Optimisation through Constraint Propagation

Posted on August 6, 2017
Word count: 1030

Constraint propagation is a new optimisation proposed for implementation in the Urn compiler¹. It is a variation on the idea of flow-sensitive typing in that it is not applied to increasing program safety, rather being used to improve speed.

Motivation

The Urn compiler is decently fast for being implemented in Lua. Currently, it manages to compile itself (and a decent chunk of the standard library) in about 4.5 seconds (when using LuaJIT; When using the lua.org interpreter, this time roughly doubles). Looking at a call-stack profile of the compiler, we notice a very interesting data point: about 11% of compiler runtime is spent in the (type) function.

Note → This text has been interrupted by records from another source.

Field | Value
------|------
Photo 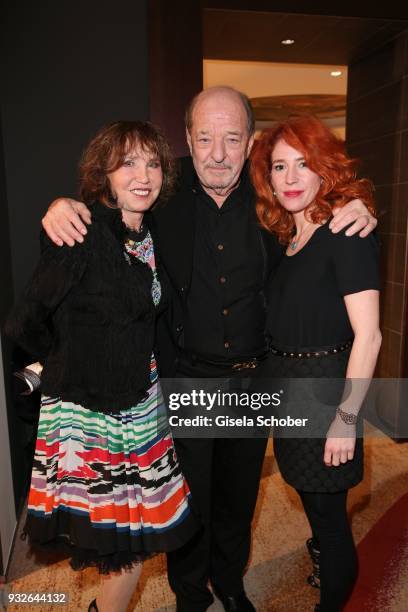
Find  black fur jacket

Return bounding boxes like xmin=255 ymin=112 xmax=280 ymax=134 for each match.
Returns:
xmin=6 ymin=204 xmax=165 ymax=412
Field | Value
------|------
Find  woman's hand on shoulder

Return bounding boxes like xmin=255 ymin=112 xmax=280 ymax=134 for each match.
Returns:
xmin=329 ymin=200 xmax=378 ymax=238
xmin=42 ymin=198 xmax=91 ymax=247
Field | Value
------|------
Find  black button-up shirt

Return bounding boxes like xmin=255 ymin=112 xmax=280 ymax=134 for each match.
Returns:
xmin=184 ymin=177 xmax=267 ymax=361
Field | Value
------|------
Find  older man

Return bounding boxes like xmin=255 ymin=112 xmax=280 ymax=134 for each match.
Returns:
xmin=43 ymin=87 xmax=376 ymax=612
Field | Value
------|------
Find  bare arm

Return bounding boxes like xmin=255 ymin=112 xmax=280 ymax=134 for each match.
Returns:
xmin=329 ymin=200 xmax=378 ymax=238
xmin=323 ymin=289 xmax=381 ymax=466
xmin=42 ymin=198 xmax=91 ymax=246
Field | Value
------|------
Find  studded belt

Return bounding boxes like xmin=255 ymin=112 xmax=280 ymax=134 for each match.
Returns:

There are two ways to fix this: Either we introduce a type system (which is insanely hard to do for a language as dynamic as Urn - or Lisp in general) or we reduce the number of calls to (type) by means of optimisation. Our current plan is to do the latter.

How

The proposed solution is to collect all the branches that the program has taken to end up in the state it currently is. Thus, every branch grows the set of “constraints” - the predicates which have been invoked to get the program here.

Most useful predicates involve a variable: Checking if it is or isn’t nil, if is positive or negative, even or odd, a list or a string, and etc. However, when talking about a single variable, this test only has to be performed once (in general - mutating the variable invalidates the set of collected constraints), and their truthiness can be kept, by the compiler, for later use.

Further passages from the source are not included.